One of the most popular mobile applications for iOS devices is the ESPN ScoreCenter app. Unfortunately, it is also an application that is full of security vulnerabilities. While users love receiving live scores, news, videos and alerts to their iPhone and iPad devices, they could also be inviting mobile intruders.
The team at ZScaler recently performed a set of relatively simple tests on the ESPN ScoreCenter app, and they found several key vulnerabilities.
Here are the company’s testing results:
Vulnerability #1 – XSS
While we like to think of mobile apps as native to the mobile OS, ZSaler reveals that that is not necessarily the case. Mobile apps are actually displayed in a Webview control and mixed with native controls. According to ZScaler:
Using XSS attacks could allow hackers to steal a user’s authentication cookie.

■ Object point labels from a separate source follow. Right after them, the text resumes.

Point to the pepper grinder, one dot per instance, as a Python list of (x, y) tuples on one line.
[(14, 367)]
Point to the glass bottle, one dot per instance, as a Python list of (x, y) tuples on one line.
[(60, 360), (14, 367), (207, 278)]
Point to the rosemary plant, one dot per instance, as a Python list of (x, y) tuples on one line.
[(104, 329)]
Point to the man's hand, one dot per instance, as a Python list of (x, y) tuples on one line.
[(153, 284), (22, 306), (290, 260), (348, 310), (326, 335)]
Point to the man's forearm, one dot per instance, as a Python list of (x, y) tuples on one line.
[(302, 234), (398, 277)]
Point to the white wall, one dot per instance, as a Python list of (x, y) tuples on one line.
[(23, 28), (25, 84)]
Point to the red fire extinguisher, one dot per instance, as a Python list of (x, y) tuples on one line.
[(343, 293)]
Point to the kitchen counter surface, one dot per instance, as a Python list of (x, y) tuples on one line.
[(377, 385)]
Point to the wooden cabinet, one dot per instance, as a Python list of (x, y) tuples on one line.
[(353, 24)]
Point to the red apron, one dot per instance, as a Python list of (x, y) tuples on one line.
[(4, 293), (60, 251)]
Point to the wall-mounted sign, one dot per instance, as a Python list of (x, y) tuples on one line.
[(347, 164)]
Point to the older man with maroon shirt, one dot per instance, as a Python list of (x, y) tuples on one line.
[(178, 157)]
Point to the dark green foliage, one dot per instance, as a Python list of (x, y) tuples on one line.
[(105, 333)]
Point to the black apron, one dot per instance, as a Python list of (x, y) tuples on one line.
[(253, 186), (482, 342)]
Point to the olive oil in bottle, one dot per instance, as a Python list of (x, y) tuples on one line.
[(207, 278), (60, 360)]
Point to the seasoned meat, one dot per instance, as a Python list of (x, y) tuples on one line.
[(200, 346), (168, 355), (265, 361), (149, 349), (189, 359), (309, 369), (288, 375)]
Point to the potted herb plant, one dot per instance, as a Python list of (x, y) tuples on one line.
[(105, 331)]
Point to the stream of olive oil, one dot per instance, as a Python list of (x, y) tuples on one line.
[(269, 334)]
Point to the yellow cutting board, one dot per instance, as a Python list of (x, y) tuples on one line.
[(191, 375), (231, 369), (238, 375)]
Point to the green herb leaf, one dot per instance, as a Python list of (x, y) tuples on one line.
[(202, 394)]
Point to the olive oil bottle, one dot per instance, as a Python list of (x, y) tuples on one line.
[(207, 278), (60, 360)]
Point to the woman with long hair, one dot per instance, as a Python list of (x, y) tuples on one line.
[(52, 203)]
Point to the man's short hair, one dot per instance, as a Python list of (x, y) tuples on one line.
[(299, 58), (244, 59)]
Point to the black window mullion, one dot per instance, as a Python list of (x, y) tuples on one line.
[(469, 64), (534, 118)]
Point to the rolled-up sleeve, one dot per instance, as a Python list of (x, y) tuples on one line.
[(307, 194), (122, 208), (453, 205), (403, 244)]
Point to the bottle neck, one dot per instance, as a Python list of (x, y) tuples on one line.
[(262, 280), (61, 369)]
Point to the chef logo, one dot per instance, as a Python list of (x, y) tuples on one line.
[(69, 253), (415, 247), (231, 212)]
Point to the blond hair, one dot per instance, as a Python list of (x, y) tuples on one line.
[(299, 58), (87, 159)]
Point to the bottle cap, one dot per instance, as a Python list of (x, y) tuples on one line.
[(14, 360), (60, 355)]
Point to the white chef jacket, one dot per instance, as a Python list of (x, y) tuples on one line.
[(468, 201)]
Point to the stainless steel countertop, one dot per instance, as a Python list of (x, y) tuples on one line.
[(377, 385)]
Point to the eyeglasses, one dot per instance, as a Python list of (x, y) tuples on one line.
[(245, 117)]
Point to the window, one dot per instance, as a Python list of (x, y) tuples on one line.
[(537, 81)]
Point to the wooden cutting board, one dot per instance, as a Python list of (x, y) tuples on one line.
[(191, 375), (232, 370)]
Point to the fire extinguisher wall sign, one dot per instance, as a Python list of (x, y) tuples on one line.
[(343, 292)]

Vulnerability #2 – Clear Text Authentication Credentials
Why in the world mobile credentials continue to be passed in clear text is beyond comprehension for most security experts, yet the ESPN ScoreCenter Mobile app chooses to pass information in such a manner. ZScaler notes that in web apps you can usually tell if something is being sent unencrypted. For example, HTTPS is not enabled. With mobile apps, end users are unfortunately blind to warning signs which would only serve to take up valuable screen real estates.
According to ZScaler:
“ESPN ScoreCenter’s flaw – sending your password in clear text. Therefore, anyone sniffing traffic on the network would be able to easily steal your username/password. More often than not, when I see this flaw, it occurs not during a regular login, but rather when you first set up your account and such is the case with ESPN SportsCenter. Once you’ve created an account, subsequent logins at the regular login page (/mobile/apps/reg/loginlanding) are sent via HTTPS. This is not the case however when an account is first created, with the username/password sent in clear text :
POST /mobile/apps/reg/createaccount HTTP/1.1
User-Agent: Mozilla/5.0 (iPhone; CPU iPhone OS 6_0_2 like Mac OS X) AppleWebKit/536.26 (KHTML, like Gecko) Mobile/10A551
Accept-Encoding: gzip, deflate
Overal,l the conclusion of the ESPN ScoreCenter tests found that the application is not safe for general use because of numerous easy to correct vulnerabilities in how the application handles mobile data.
Users interested in testing out their other apps for vulnerabilities can try out Zscaler’s free ZAP (Zscaler Application Profiler) service to inspect the application traffic. The application works for both iOS and Google Android based mobile applications.